“The Shining” star Shelley Duvall has revealed the heartbreaking reason she stepped away from Hollywood: her family.
The actress, 73, moved back to Texas in 2002 after her brother was diagnosed with spinal cancer and acting roles began to dry out.
“It’s the longest sabbatical I ever took but it was for really important reasons — to get in touch with my family again,” she told People — who described her as “sharp, earthy, a bit eccentric and sometimes emotional” — in an interview published on Wednesday.

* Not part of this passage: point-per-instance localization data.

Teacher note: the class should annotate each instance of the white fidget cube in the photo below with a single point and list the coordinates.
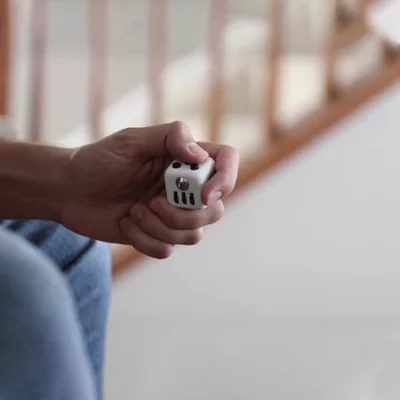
(184, 183)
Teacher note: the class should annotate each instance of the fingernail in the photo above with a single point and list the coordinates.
(196, 150)
(214, 197)
(138, 212)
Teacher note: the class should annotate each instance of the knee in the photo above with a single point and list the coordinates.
(39, 339)
(92, 275)
(27, 276)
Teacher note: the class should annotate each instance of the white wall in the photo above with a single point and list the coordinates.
(294, 295)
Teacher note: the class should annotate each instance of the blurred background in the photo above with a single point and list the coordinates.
(295, 294)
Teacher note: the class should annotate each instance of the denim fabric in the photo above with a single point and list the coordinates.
(54, 299)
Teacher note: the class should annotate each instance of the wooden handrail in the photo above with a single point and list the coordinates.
(37, 74)
(98, 71)
(319, 122)
(331, 53)
(215, 99)
(157, 59)
(272, 71)
(4, 56)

Duvall began acting after being discovered by legendary director Robert Altman who cast her in the 1970 black comedy “Brewster McCloud.” More Altman movies followed including “McCabe & Mrs. Miller,” “Thieves Like Us, “Nashville” and “3 Women,” which garnered her a Cannes Film Festival Award for Best Actress.
She then had a memorable part in Woody Allen’s “Annie Hall” and even hosted “SNL.”

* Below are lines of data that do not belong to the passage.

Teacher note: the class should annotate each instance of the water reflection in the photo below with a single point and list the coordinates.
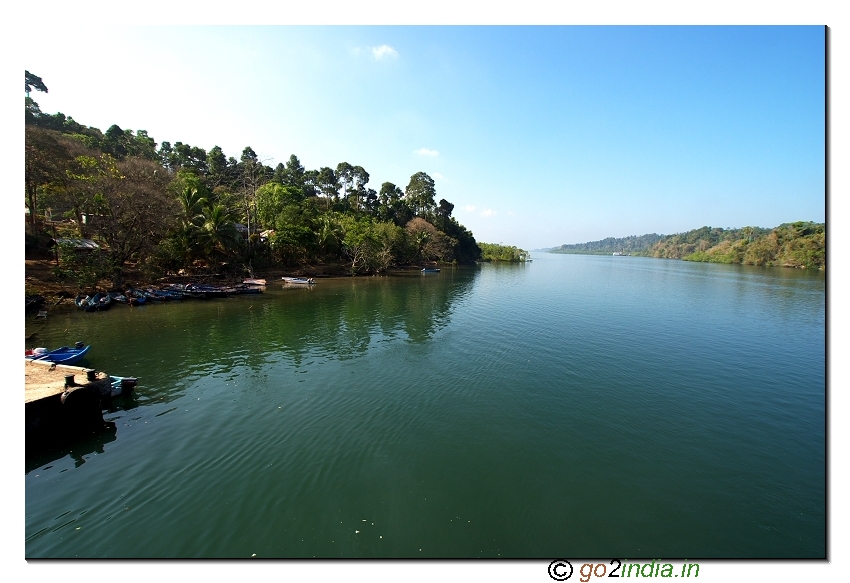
(79, 450)
(169, 346)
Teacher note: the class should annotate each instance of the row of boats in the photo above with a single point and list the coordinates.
(171, 292)
(177, 291)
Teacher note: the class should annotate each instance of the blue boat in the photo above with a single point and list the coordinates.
(84, 302)
(63, 355)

In the 1980s, Duvall won acclaim for her role opposite Jack Nicholson in the Stanley Kubrick horror flick “The Shining” and played Olive Oyl in the live-action feature version of “Popeye.”
But when work began to peter out, Duvall made the decision to move back to Texas and keep a low public profile.

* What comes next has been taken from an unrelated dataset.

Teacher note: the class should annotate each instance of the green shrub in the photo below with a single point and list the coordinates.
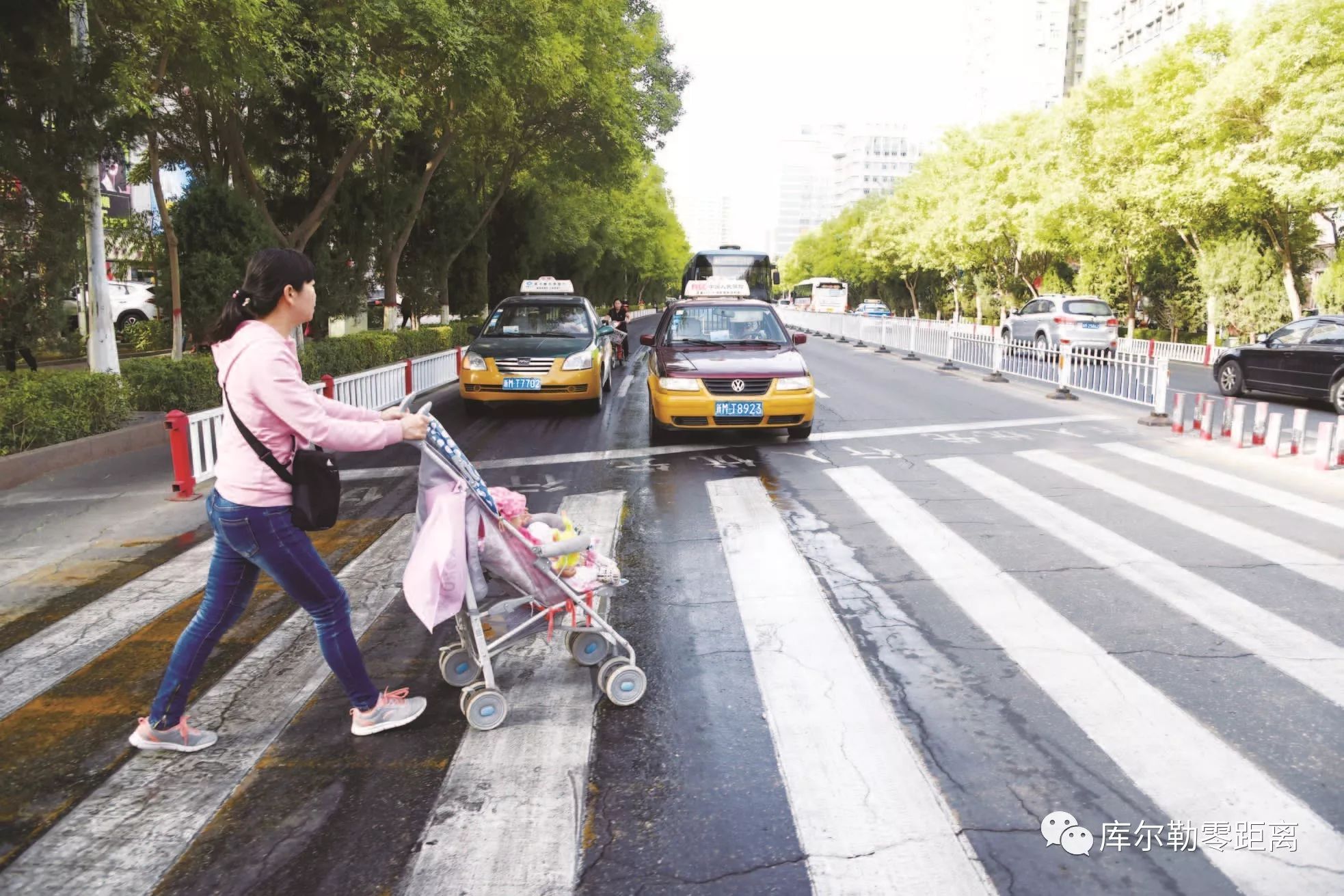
(164, 385)
(363, 351)
(47, 407)
(148, 336)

She did, however, make a brief comeback during a 2016 appearance on the “Dr. Phil” show, which was criticized for being exploitative of Duvall’s fragile mental state.
During the interview, Duvall insisted her “Popeye” co-star Robin Williams, who died by suicide two years prior, was still alive and “a shapeshifter.”
She also proclaimed in one of her more lucid moments, “I need to get the Bermuda Triangle off of me because I do not want a hairy chest. I’m not a Chia Pet.”
In 2021, she criticized Dr. Phil for allegedly taking advantage of her mental state at the time, telling The Hollywood Reporter, “I found out the kind of person he is the hard way.”
Now she’s back in an upcoming horror film entitled “The Forest Hills” and is hopeful about her career.
“[Jessica Tandy] won an Oscar when she was 80. I can still win,” she noted with a laugh.